Clinton Camp: Hillary "Misspoke" About Her Role in Bosnia Crisis


An aide to Senator Hillary Clinton acknowledged on Monday that the New York Senator "misspoke" about the immediate dangers she faced when, as first lady, she visited war torn Bosnia.



Howard Wolfson, Clinton's chief spokesperson, said on a conference call that "it is possible in the most recent instance with which she discussed this that she misspoke, with regards to the leaving of the plane." Later, he was more certain: "On one occasion, she misspoke."



But Wolfson insisted that the first lady's visit was indeed perilous, as supported by "contemporaneous accounts" in the press.
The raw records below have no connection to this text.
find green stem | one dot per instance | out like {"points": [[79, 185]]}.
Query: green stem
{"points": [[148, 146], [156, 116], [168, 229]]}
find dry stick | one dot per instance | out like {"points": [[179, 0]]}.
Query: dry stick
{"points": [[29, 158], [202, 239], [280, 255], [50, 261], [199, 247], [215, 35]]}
In recent weeks, Senator Clinton has sought to bolster her national security and foreign policy credentials by highlighting the role she played in Bosnia.



"We came in under sniper fire," she recently told the press. "There was no greeting ceremony. We ran with our heads down, and were basically told to run to our cars."



The account has been, for better or worse, proven false, both by recent press reports and old video footage that shows the senator greeting a child in a ceremonial procession at the Tuzla airport.



On Monday, Wolfson sought to re-frame the debate by citing various newspaper write-ups from the 1996 trip to support the notion that Clinton was, in fact, in a dangerous situation.



"The trip to Bosnia marks the first time since Roosevelt that a first lady has voyaged to a potential combat zone," he read from a Washington Post story on March 25, 1996. "Other fist ladies have visited troops abroad but never in front-line positions."